Tourism and residential development have traditionally been good growth engines, but “We need to be diversified,” according to Whitaker. “The life sciences push that’s been underway for five years with Draper Laboratories, SRI, Scripps the Burnham Institute at Lake Nona, and everything going on with USF—that’s some exciting stuff.”
To keep that going, Whitaker is convinced the next step is investing in mass transit.
“Over the last 18 months, our task force has done a lot of investigation,” he says. “We’ve talked to the economic development agencies here and in Orlando. We’ve met with the county commissioners and had several programs. The people in my industry get it; quality transportation is an investment. But if we do it right, it will provide dividends down the road.”
“The idea of supporting a sales tax that is really an investment in jobs and our economy is a good one,” Kennedy says. “The fact that transit and transit-oriented development does this by improving the connectivity and quality of life for a broad range of our citizens, through local taxes that are spent locally, makes this effort unique. For every dollar spent, we get a $6 return, with $3 spent on local purchases.”
Mass transit is also expected to address the region’s changing demographics. While it is often noted that the younger generation will likely be early adopters of rail-based transit, it will also likely serve the senior population as well. Greater mobility could expand the distance for comfortable commuting, and Kennedy believes more employees will be available for more businesses and employees will have greater job opportunities.
“Transit provides a basis for redevelopment that is efficient and sustainable while helping to preserve our existing neighborhoods,” he says. “These developments are focused on pedestrian friendly designs that provide mobility options other than the automobile. Right now, an estimated 25 percent of a family’s income in an auto dependent world—here, for example—is spent on transportation while in a transit rich world only nine percent goes to transportation. This means that transit could free up, on average, $8,000 a year per family in transportation costs, that could be spent on other things.”
Finally, and most importantly, Kennedy says, Tampa Bay really has no other options. Auto dependent development patterns have maxed out the region’s urban road capacity and there is no more room and not enough money to expand the road system further.
“We will face more congestion and lost time on the road,” Kennedy says. “Our quality of life will suffer, people and businesses will move away. Those remaining will have to cover ever-increasing costs of maintaining a degrading infrastructure.
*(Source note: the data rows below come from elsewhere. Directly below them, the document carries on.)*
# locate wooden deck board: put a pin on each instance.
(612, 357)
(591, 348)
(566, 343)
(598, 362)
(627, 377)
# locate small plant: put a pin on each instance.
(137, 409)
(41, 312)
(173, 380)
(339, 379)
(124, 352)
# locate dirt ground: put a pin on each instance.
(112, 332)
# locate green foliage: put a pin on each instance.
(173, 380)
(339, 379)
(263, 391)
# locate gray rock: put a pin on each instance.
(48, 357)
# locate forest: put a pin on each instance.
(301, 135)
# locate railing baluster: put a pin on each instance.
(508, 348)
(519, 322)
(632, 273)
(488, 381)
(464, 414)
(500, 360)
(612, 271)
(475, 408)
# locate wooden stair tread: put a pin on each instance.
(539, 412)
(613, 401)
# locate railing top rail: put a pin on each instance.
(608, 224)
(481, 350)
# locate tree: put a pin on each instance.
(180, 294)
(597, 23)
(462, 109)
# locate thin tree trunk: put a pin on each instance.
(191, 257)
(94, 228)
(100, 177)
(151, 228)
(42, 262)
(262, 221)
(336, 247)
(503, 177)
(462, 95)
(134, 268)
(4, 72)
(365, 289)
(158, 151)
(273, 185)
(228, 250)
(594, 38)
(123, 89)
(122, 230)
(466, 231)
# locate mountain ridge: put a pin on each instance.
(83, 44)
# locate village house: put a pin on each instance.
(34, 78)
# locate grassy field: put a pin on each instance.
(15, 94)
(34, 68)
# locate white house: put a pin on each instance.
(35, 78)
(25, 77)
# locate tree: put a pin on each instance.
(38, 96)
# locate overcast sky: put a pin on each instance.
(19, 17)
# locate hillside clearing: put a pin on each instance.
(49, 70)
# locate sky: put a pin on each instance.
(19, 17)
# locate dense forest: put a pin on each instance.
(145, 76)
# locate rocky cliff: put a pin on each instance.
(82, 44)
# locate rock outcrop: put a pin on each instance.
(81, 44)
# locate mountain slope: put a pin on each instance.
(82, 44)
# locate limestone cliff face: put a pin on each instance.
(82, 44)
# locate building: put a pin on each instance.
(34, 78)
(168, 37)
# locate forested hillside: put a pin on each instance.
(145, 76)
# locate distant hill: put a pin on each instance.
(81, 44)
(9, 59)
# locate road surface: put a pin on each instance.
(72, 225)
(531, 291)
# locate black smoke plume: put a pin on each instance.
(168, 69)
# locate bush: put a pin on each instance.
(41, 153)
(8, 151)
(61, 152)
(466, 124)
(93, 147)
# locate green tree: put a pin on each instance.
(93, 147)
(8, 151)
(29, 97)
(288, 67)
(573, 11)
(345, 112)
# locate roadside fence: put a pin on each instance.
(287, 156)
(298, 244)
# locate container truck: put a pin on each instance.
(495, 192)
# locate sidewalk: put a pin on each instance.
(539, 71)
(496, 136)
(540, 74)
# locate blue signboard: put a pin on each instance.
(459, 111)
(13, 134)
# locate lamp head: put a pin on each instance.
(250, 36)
This is a classic cycle of urban decay.
“Or… we can take control of our lives and invest in our future. While this is a great quality of life effort … it is also the best business decision we could make. That’s why NAIOP supports transit.”
When Corporate America is looking to expand, it goes through a specific criteria and checklist. A good transportation system, more often than not these days, is right near the top of the list. NAIOP leaders believe Tampa Bay area communities are being eliminated right off the top by bigger fish because it doesn’t have that mass transit box to check off.
Whitaker says light rail is the trifecta of job creation:
Jobs created to construct the project.
Higher, transit-oriented development in and around the stations and the track routes. “That will create ongoing jobs”
“By doing all that, you put our area in a more competitive, better arena, alongside Charlotte, Denver and Phoenix, competing for jobs.”
“I’m not in favor of higher taxes at all,” Whitaker says. “But this one is different. And compared to doing nothing, we’ve got to move forward and take this step. We should have done it 10 years ago. It’s time to do it.”